DescTools::PseudoR2(backwards,which="Nagelkerke")  # Can range from 0 to 1.
# This gives a value of 0.974. These pseudo r2 values are NOT interpreted in the same manner as when performing linear regression.
# The pseudo r2 are useful when comparing different models, on the same dataset, predicting the same outcome. The higher the pseudo r2 value
# the better the model. Hence, though the value 0.974 looks promising, it has more relevant meaning when building in parallel with different models.

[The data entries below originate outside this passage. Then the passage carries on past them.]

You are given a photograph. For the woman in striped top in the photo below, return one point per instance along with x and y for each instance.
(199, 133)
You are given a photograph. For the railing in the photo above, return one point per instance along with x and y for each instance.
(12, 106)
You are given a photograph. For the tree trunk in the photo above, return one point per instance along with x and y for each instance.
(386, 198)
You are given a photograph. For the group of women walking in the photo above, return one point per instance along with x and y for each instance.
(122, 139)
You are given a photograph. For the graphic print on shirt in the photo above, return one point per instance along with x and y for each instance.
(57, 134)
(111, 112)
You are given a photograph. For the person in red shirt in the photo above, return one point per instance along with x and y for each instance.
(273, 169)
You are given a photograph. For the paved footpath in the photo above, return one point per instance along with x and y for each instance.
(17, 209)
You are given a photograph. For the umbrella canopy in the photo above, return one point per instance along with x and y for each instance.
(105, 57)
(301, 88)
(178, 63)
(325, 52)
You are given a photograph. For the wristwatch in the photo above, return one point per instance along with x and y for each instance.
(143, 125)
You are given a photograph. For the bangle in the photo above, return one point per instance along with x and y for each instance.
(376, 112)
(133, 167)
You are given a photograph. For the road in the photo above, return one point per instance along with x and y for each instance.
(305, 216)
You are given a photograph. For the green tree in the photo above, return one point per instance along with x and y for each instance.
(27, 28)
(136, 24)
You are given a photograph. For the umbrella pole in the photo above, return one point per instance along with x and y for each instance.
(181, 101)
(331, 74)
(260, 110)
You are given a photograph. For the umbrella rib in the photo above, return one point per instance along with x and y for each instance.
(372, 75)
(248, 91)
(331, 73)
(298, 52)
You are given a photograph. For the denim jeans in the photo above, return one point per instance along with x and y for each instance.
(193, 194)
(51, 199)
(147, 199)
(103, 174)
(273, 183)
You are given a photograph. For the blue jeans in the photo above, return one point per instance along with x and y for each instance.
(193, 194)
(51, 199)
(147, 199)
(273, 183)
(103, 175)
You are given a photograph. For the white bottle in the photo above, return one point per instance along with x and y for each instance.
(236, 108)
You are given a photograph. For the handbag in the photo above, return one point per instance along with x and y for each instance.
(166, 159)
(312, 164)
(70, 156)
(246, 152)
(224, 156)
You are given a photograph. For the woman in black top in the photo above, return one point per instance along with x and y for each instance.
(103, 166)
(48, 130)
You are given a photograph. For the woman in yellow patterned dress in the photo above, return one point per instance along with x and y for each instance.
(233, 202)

Then, we can compare
# the pseudo r2 values of the two models.

# Now it looks like we have a model which we can apply to the test dataset.

#######################################################################################################
#######################################################################################################
# We can now take the model which we built using the train data, and test the model performance
# using the test_dataset which contains 200 records

modtest_resp<-predict(backwards, newdata=test_dataset, type="response")

# bind this onto the test dataset so we can compare the predicted values with the actual values
test_dataset<-cbind(test_dataset, modtest_resp)

# open up the test_dataset and scan the lowbt and modtest_resp fields
# have a quick scour of variables 
# - lowbwt
# - modtest_resp
# these values should be as similar to each other as possible
View(test_dataset)

# scanning the first few records it looks like some of our lowbwt and modtest_resp values are quite similar.

# Now we can prepare the data for plotting on an ROC

# plot the ROC
windows();
plot(roc(test_dataset$lowbwt,modtest_resp),print.auc=TRUE) 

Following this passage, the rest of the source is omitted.